CAM

CAM CARON

Cam Caron, alias Cam$wag, est un.e artiste multidisciplinaire queer et un.e Super-Star d’impro-lutte, originaire de Tiohtiá:ke / Montréal. Son parcours scolaire est atypique; son secondaire dans une concentration musique, à la trompette. Ses études collégiales en mode, puis en littérature. Un certificat en arts visuels à l’UQAM, où iel a suivi un cours de textiles à L’ESG de Mode. Cette année, en avril 2021, Cam termine un Baccalauréat en Beau-Arts à l’Université Concordia avec une Majeur en “Studio Arts”.

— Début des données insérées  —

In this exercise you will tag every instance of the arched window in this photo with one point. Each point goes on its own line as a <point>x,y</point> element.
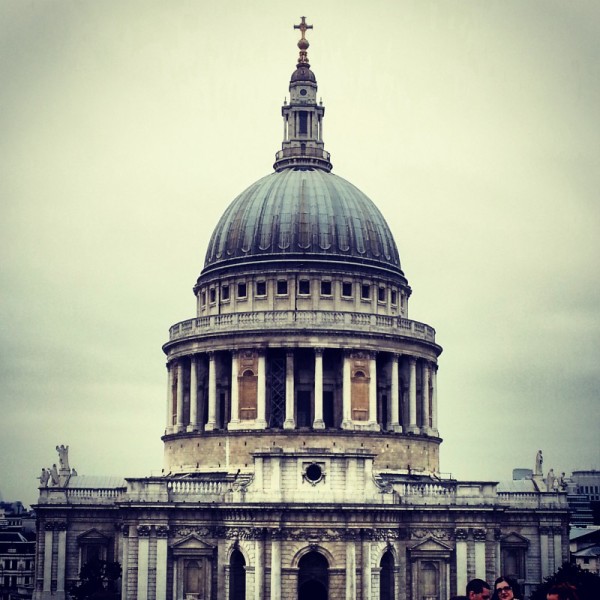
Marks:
<point>313,577</point>
<point>386,578</point>
<point>237,576</point>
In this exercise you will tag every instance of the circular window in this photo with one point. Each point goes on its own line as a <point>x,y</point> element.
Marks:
<point>314,473</point>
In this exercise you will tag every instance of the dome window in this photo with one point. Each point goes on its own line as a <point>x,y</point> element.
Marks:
<point>325,288</point>
<point>261,288</point>
<point>282,287</point>
<point>304,287</point>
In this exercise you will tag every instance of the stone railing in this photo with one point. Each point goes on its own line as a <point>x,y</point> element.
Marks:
<point>298,319</point>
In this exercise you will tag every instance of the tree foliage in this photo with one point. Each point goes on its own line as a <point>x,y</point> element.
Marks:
<point>587,584</point>
<point>97,580</point>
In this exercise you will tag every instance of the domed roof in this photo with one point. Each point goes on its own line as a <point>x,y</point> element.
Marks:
<point>302,214</point>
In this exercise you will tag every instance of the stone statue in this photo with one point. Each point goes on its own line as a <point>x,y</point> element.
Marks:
<point>54,475</point>
<point>539,461</point>
<point>550,480</point>
<point>44,478</point>
<point>63,457</point>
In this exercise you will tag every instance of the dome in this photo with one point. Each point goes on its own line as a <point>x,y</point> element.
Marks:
<point>303,214</point>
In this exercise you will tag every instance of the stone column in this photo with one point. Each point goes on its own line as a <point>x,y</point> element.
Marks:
<point>372,423</point>
<point>412,396</point>
<point>143,556</point>
<point>394,412</point>
<point>366,569</point>
<point>259,570</point>
<point>557,548</point>
<point>480,537</point>
<point>290,421</point>
<point>193,424</point>
<point>434,427</point>
<point>425,384</point>
<point>211,424</point>
<point>350,568</point>
<point>61,559</point>
<point>125,562</point>
<point>179,423</point>
<point>346,394</point>
<point>235,390</point>
<point>318,423</point>
<point>544,552</point>
<point>169,425</point>
<point>275,568</point>
<point>261,420</point>
<point>48,551</point>
<point>162,533</point>
<point>461,560</point>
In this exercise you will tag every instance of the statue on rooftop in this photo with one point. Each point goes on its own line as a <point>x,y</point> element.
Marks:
<point>63,457</point>
<point>539,461</point>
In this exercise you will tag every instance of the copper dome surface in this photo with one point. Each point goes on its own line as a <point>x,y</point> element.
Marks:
<point>302,214</point>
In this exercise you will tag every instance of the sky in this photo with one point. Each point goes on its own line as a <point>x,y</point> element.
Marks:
<point>127,127</point>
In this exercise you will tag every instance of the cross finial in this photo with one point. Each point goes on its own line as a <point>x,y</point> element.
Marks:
<point>303,27</point>
<point>303,42</point>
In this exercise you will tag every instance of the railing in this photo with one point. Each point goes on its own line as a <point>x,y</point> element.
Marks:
<point>309,319</point>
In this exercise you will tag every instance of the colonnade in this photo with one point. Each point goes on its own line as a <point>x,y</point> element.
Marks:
<point>399,392</point>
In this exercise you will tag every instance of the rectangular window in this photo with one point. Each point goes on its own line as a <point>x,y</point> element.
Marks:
<point>282,287</point>
<point>304,287</point>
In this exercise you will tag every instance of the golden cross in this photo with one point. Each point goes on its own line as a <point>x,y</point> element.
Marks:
<point>303,27</point>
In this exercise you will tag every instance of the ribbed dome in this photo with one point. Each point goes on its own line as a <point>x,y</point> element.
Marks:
<point>303,214</point>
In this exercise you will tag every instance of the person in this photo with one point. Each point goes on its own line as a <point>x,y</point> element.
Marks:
<point>562,591</point>
<point>505,589</point>
<point>478,589</point>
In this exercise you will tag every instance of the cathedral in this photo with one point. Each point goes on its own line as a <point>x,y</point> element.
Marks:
<point>301,442</point>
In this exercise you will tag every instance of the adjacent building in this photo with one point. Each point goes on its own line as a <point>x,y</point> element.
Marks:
<point>301,435</point>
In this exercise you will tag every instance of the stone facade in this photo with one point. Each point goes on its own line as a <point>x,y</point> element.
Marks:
<point>301,438</point>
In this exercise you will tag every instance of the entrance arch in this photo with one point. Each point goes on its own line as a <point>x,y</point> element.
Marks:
<point>313,577</point>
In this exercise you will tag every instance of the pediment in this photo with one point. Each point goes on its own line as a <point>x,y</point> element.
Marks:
<point>430,545</point>
<point>514,539</point>
<point>192,545</point>
<point>92,535</point>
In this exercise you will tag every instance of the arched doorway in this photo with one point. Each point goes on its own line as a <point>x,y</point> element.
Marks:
<point>386,578</point>
<point>237,576</point>
<point>313,577</point>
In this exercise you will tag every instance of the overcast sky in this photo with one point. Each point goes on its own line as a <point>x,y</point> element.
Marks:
<point>127,127</point>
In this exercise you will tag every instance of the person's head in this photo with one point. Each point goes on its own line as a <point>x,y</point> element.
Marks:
<point>504,588</point>
<point>562,591</point>
<point>477,589</point>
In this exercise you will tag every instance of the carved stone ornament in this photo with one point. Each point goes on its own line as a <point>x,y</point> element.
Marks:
<point>143,530</point>
<point>190,529</point>
<point>162,531</point>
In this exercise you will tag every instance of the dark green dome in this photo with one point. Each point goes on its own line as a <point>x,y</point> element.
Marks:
<point>302,214</point>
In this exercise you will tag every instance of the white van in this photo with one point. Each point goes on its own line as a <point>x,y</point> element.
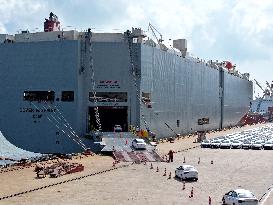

Son parcours artistique est tout autant hétéroclite; d’abord, plusieurs années dans des troupes d’improvisation. Puis, plusieurs années dans la troupe d’impro-lutte LA WIM. Membre de son comité administratif depuis 2 ans. Direction artistique de la web-série CO-WIM 19, en novembre 2020. Un projet subventionné par le Conseil des Arts du Canada. Entre-temps, en automne 2018, Cam collabore avec la chorégraphe et artiste PinSauvage. Le duo monte le numéro multidisciplinaire “Personnalité décapante” pour le festival Passerelle 840. Cam$wag en crée les costumes à partir de tissus recyclés. Aujourd’hui, et depuis quelques mois déjà, Cam travaille à la main le textile de déchets quotidien.

VIDANGE – GARBAGE

J’ai fait mon “coming-out” il y a quelques années: Mon genre est fluide et j’aime les déchets. Depuis la pandémie, seul.e, j’observe mes rebuts. Les lingettes démaquillantes, souvenirs de mes genres “performés”. Maintenant les masques, accessoires jetables incontournables. Ces matières deviennent des matériaux. Je confectionne d’abord des tissus à partir de ceux-ci, inspirés du procédé de la courtepointe. Je rassemble ces traces qui se dégradent plus lentement que moi-même je ne vieillirai. Comme les fossiles de mes jours performés, sans public depuis la pandémie.

J’ai confectionné un humanoïde de détritus. Enveloppe de “morphsuit usagé” recouverte d’un costume de mes confections textiles: Une peau de lingettes démaquillantes sales, un corset et une fraises de masques souillés, un tutu de feuilles d’assouplisseur et d’autres matières désuètes. L’intérieur de cette créature est composé de sacs de plastique gonflés d’air.

J’ai mis en scène une séance photo de cet “être-sculpture”. Dans des environnements où l’on retrouve au sol les matières utilisées pour sa confection. Cette relation avec le décor permet de passer une critique sur l’avenir de ces matériaux et sur l’enjeu de notre propre sur-utilisation de plastique à usage unique.